Perhaps the important finding from this study is that despite the fact that the DNN algorithms were not useful when applied to different batches of slides, two different types of DNN were able to derive highly predictive algorithms within each batch of slides, indicating that the information necessary to derive the prediction is present in the slides, but that staining differences do not allow generalization of the algorithms. This suggests that in order to make DNN algorithms more generalizable across histologic preparations not only across time but also ___location, we need to move away from vital staining, and to other ways to analyze histologic slides and images.

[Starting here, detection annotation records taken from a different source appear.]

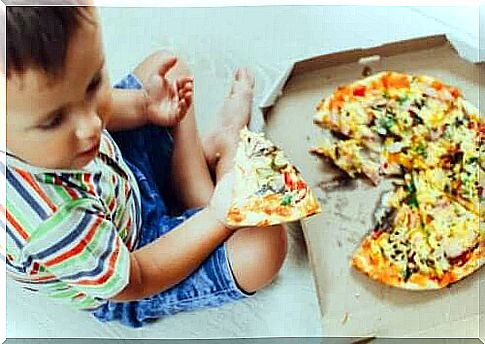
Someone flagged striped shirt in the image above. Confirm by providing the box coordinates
[0,131,141,309]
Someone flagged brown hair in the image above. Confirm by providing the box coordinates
[6,6,91,78]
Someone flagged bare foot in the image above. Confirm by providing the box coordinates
[202,68,254,179]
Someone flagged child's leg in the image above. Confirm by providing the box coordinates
[196,69,287,293]
[135,52,287,292]
[133,50,214,208]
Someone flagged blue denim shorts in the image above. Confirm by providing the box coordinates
[93,74,248,327]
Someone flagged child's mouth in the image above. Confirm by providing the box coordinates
[80,142,99,156]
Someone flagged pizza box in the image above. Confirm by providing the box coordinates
[260,35,485,338]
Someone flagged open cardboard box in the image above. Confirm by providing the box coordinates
[261,35,485,338]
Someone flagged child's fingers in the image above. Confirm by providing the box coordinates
[158,56,177,77]
[177,76,194,89]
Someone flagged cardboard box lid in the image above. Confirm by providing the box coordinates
[262,35,485,338]
[259,34,485,115]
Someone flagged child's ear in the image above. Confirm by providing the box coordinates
[97,86,113,128]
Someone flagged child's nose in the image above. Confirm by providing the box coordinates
[76,112,102,140]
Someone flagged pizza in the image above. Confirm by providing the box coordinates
[311,71,485,290]
[226,128,321,227]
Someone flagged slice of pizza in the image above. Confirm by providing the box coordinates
[312,72,468,184]
[227,128,321,227]
[351,169,485,290]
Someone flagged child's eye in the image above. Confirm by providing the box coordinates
[40,111,65,130]
[86,73,103,95]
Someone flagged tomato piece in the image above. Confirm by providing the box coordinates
[449,87,460,99]
[353,85,366,97]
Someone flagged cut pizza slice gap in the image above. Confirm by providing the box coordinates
[226,128,321,227]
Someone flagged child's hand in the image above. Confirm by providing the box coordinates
[208,170,239,229]
[145,57,193,127]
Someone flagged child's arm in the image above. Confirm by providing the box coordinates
[112,209,232,301]
[106,58,193,131]
[112,173,238,301]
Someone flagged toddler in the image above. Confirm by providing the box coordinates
[0,6,286,327]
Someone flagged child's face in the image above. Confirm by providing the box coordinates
[7,10,111,169]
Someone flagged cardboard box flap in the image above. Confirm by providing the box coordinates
[259,34,485,115]
[265,30,485,337]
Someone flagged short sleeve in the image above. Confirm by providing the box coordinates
[20,199,130,300]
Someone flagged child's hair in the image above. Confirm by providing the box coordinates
[6,6,91,78]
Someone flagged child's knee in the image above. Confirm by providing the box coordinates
[228,226,287,292]
[133,49,192,84]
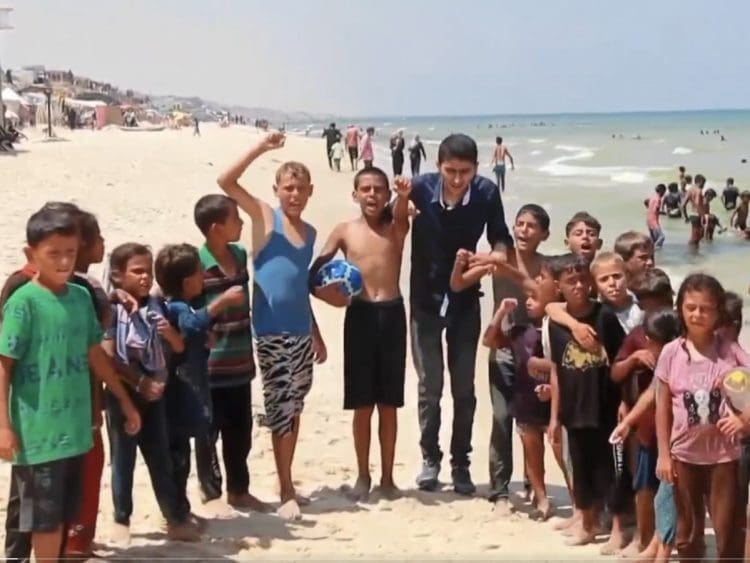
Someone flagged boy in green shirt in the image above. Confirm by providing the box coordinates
[0,208,140,561]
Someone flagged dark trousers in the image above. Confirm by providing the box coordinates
[105,393,187,525]
[489,350,516,501]
[411,158,422,176]
[195,382,253,501]
[326,144,333,170]
[391,152,404,176]
[411,301,481,467]
[5,479,31,563]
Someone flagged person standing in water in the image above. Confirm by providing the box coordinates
[391,129,406,176]
[492,137,516,192]
[321,123,341,170]
[409,135,427,177]
[346,125,361,172]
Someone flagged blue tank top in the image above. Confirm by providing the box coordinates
[253,209,315,336]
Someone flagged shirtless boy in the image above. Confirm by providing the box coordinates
[729,190,750,238]
[310,167,411,500]
[682,174,707,248]
[492,137,516,192]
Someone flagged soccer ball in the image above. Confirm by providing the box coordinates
[315,260,362,297]
[723,368,750,412]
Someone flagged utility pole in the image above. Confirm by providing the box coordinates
[0,6,13,129]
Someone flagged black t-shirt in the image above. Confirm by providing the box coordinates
[662,192,682,210]
[721,186,740,209]
[549,303,625,429]
[323,127,341,147]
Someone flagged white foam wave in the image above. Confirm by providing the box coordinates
[539,145,647,184]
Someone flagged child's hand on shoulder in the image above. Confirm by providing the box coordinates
[220,285,245,307]
[572,323,602,353]
[716,412,745,438]
[498,297,518,315]
[0,427,19,461]
[260,131,286,152]
[393,176,411,198]
[631,350,656,369]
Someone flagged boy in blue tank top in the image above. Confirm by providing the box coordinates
[218,133,327,520]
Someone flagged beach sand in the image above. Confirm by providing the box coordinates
[0,124,704,561]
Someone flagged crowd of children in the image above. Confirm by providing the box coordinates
[0,133,750,561]
[644,166,750,249]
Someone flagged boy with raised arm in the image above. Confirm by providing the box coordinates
[218,133,327,520]
[310,168,411,500]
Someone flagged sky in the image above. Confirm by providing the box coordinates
[0,0,750,116]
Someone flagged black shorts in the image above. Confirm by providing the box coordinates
[11,455,83,532]
[566,428,615,510]
[344,297,406,410]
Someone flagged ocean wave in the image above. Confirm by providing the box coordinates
[539,145,648,184]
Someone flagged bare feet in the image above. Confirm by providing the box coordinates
[599,533,627,555]
[492,497,513,518]
[378,481,401,500]
[167,519,201,543]
[112,522,130,546]
[277,498,302,520]
[565,527,596,546]
[232,493,271,512]
[635,534,660,563]
[349,475,372,502]
[620,534,643,559]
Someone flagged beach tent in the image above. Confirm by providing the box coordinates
[3,87,29,114]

The implication for digital pathology and DNN is that for more common tasks where large amounts of diverse data can be easily obtained, the big data approach remains the most viable option to mitigate the effects of unwanted variations. Our study demonstrates that color normalization schemes are in effective in allowing a DNN algorithm trained on one set of slides to be used across other batches of slides processed at different times or in different labs. This study also indicates that there is another way forward - improve the imaging and sample processing protocols to yield more consistently stained histopathology slides. For instance, it is worth considering circumventing the use of H&E staining altogether and implementing microscopy techniques to collect label-free images for downstream DNN analysis. While a human pathologist may spend years training and specializing in reading H&E stained slides well, DNN can be readily trained on different contrasts as long as consistent data are available. The options for label-free imaging are abundant and growing in numbers. For example, Fourier Ptychographic Microscopy (FPM)23,24 and more recent technology Angular Ptychographic Imaging with Closed-Form solution (APIC)25,26 is able to provide aberration-free, quantitative phase imaging. Other label-free methods can utilize autofluorescence signals, or ultraviolet light to elicit more molecular specificity27,28. These approaches may yield DNN algorithms that can be used on preparations across time and ___location and are an area we are now actively pursuing.